This project is read-only.

Adding Contig File Formats ACE & AGP to enable De Novo Assembly

Jun 21, 2012 at 2:28 AM

I have recently transitioned from a sequencing reads “guided alignment” world to a contig based “De Novo assembly” world and I would like to use .NET Bio to visualize the results. The key difference between the two methods is avoiding the use of a reference genome for alignment. I understand that a contig is just a fragment that has been assembled but not aligned to a reference, so it does not have a chromosome or position, yet. I can see that tools exist to view, compare and edit contigs, but code is not always provided. There are standardized file formats to support these tools so it should be easy to create simple viewing applications. I have seen the use of SAM/BAM, which is well supported by .NET Bio, but there are two more useful formats for contigs: ACE and AGP. ACE describes a collection of contigs, the sequence in each contig, the quality of the sequence and the reads used to form these contigs all in one file. AGP uses a two step pointer mechanism to separate the contig description from the contig alignment to allow each to be varied independently, which is very useful and efficient when editing. It seems that contig editing is required for finishing an assembly, which seems to be the real strength of De Novo. I see this as a gap in the .NET Bio IO library that can be plugged fairly quickly and it starts to open up a new area for .Net Bio.

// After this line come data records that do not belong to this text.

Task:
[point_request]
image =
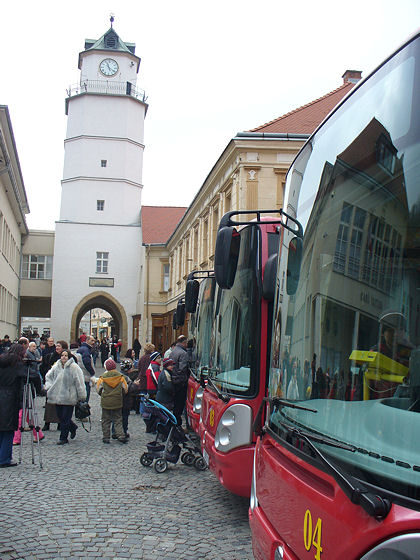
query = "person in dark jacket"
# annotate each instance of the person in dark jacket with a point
(46, 355)
(180, 374)
(165, 392)
(85, 350)
(144, 364)
(104, 350)
(12, 375)
(137, 348)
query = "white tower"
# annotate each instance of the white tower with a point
(97, 253)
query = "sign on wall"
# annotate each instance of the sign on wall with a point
(101, 282)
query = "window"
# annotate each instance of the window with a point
(102, 263)
(37, 267)
(166, 277)
(386, 154)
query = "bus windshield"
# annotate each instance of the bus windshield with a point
(235, 342)
(347, 339)
(203, 326)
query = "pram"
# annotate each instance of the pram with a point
(170, 438)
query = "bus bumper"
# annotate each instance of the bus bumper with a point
(233, 469)
(265, 540)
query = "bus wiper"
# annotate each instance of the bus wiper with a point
(208, 379)
(374, 505)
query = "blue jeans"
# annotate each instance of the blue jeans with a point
(87, 385)
(64, 413)
(125, 415)
(6, 447)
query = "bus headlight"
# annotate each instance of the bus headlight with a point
(235, 428)
(403, 546)
(197, 400)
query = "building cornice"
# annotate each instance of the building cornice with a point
(112, 138)
(104, 179)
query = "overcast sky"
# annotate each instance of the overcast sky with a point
(210, 69)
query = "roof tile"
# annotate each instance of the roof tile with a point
(305, 119)
(159, 222)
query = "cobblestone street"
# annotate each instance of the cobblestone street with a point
(93, 500)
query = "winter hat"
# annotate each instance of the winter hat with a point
(110, 364)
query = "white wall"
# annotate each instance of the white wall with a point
(75, 261)
(110, 116)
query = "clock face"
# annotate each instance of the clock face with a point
(108, 67)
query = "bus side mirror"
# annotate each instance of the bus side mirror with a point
(270, 273)
(294, 261)
(226, 255)
(180, 313)
(191, 295)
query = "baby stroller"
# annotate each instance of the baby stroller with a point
(170, 438)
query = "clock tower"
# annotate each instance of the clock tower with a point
(98, 240)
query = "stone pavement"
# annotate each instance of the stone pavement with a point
(93, 500)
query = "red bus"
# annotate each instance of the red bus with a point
(199, 302)
(337, 463)
(245, 254)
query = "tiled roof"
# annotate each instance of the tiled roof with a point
(159, 222)
(305, 119)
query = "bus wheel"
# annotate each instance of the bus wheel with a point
(187, 458)
(200, 464)
(160, 465)
(146, 460)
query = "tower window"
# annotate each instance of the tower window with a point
(102, 263)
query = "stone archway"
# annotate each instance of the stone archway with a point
(104, 301)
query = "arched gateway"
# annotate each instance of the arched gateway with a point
(104, 301)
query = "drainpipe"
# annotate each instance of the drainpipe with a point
(18, 318)
(147, 290)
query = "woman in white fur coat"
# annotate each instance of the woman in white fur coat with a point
(65, 386)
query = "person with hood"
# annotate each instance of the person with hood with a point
(104, 351)
(65, 387)
(180, 373)
(50, 413)
(152, 374)
(12, 374)
(165, 392)
(111, 386)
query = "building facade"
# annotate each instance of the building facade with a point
(13, 229)
(249, 174)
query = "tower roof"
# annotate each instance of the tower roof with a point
(111, 42)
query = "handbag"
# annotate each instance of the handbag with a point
(82, 410)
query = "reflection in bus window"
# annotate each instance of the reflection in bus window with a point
(348, 340)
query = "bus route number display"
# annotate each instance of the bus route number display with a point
(312, 535)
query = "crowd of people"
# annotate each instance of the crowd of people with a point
(65, 375)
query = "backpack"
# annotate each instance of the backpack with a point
(151, 379)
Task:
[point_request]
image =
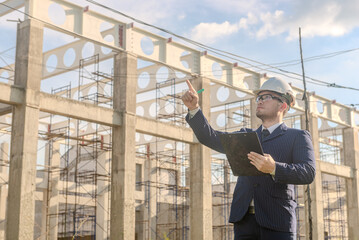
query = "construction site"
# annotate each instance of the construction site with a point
(94, 142)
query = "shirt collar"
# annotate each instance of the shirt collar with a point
(273, 127)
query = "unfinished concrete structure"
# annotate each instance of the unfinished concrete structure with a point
(94, 144)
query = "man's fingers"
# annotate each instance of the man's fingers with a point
(187, 97)
(190, 86)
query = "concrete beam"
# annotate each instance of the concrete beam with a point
(11, 3)
(11, 94)
(165, 130)
(336, 170)
(75, 109)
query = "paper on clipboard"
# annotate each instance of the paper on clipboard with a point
(236, 147)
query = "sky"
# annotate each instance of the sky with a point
(267, 31)
(262, 30)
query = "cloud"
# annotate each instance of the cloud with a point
(316, 18)
(209, 33)
(237, 6)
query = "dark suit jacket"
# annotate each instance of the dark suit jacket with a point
(274, 199)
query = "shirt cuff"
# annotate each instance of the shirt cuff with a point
(193, 112)
(273, 173)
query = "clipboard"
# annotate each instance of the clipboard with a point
(236, 147)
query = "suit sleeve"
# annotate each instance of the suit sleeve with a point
(302, 168)
(204, 132)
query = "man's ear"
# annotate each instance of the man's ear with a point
(284, 106)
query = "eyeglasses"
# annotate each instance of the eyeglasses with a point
(267, 97)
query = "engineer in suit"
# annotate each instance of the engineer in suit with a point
(263, 207)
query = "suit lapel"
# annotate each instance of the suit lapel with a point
(277, 132)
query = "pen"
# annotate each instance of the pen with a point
(199, 91)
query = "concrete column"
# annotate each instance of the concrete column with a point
(200, 176)
(53, 200)
(150, 209)
(44, 213)
(351, 159)
(316, 187)
(4, 156)
(123, 149)
(102, 207)
(255, 121)
(22, 177)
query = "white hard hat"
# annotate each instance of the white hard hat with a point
(280, 87)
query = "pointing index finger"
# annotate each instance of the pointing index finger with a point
(190, 86)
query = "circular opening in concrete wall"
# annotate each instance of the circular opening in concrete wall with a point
(88, 50)
(169, 107)
(110, 39)
(320, 107)
(162, 74)
(105, 26)
(168, 146)
(57, 14)
(222, 94)
(332, 124)
(240, 94)
(291, 111)
(221, 120)
(140, 111)
(77, 96)
(107, 91)
(319, 123)
(69, 57)
(180, 74)
(238, 116)
(184, 62)
(147, 45)
(147, 137)
(143, 80)
(51, 63)
(180, 146)
(217, 71)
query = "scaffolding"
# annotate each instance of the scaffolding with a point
(83, 143)
(331, 145)
(334, 210)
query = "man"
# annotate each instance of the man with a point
(263, 207)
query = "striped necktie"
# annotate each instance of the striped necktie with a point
(265, 133)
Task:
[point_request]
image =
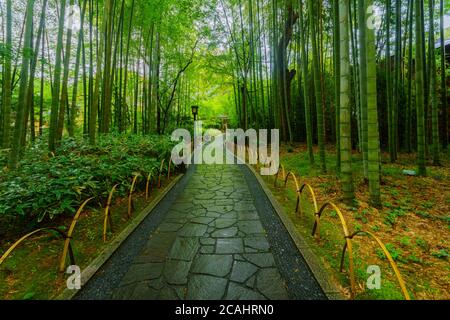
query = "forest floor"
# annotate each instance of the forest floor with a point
(414, 223)
(31, 271)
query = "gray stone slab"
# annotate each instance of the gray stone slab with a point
(176, 272)
(215, 265)
(262, 260)
(250, 227)
(193, 230)
(270, 284)
(142, 272)
(229, 245)
(238, 292)
(225, 233)
(242, 271)
(259, 243)
(203, 287)
(184, 248)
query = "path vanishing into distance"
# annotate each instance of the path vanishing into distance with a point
(215, 235)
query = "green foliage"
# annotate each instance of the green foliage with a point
(46, 186)
(441, 254)
(391, 218)
(395, 252)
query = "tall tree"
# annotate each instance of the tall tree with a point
(443, 77)
(304, 63)
(7, 92)
(345, 109)
(420, 85)
(313, 17)
(373, 138)
(433, 88)
(362, 26)
(27, 53)
(337, 79)
(53, 133)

I did not find code that was available to read/write ACE or AGP, so I have started to build an ACE class, but I may not be the right person to complete this. I would willing to share this code but I know it will need “finishing” and it may be better to start from scratch. More importantly, I would like to know if this is the right direction and if there are other file formats. Give me your thoughts

Aug 21, 2012 at 10:02 PM

Hi khaden,

I'm afraid incant answer your question (I'm not skilled in this area). I'm really replying to your message to bring it back to the top of peoples in boxes. I'm intrigued that you think you've identified a potential enhancement of .net Bio. If the community agrees and you feel that you can help implement this enhancement it would be a real shame to see your post unanswered.

Ross

On Jun 21, 2012 2:29 AM, "khaden" <notifications@codeplex.com> wrote:

From: khaden

I have recently transitioned from a sequencing reads “guided alignment” world to a contig based “De Novo assembly” world and I would like to use .NET Bio to visualize the results. The key difference between the two methods is avoiding the use of a reference genome for alignment. I understand that a contig is just a fragment that has been assembled but not aligned to a reference, so it does not have a chromosome or position, yet. I can see that tools exist to view, compare and edit contigs, but code is not always provided. There are standardized file formats to support these tools so it should be easy to create simple viewing applications. I have seen the use of SAM/BAM, which is well supported by .NET Bio, but there are two more useful formats for contigs: ACE and AGP. ACE describes a collection of contigs, the sequence in each contig, the quality of the sequence and the reads used to form these contigs all in one file. AGP uses a two step pointer mechanism to separate the contig description from the contig alignment to allow each to be varied independently, which is very useful and efficient when editing. It seems that contig editing is required for finishing an assembly, which seems to be the real strength of De Novo. I see this as a gap in the .NET Bio IO library that can be plugged fairly quickly and it starts to open up a new area for .Net Bio.

I did not find code that was available to read/write ACE or AGP, so I have started to build an ACE class, but I may not be the right person to complete this. I would willing to share this code but I know it will need “finishing” and it may be better to start from scratch. More importantly, I would like to know if this is the right direction and if there are other file formats. Give me your thoughts

Read the full discussion online.

To add a post to this discussion, reply to this email (bio@discussions.codeplex.com)

To start a new discussion for this project, email bio@discussions.codeplex.com

You are receiving this email because you subscribed to this discussion on CodePlex. You can unsubscribe or change your settings on codePlex.com.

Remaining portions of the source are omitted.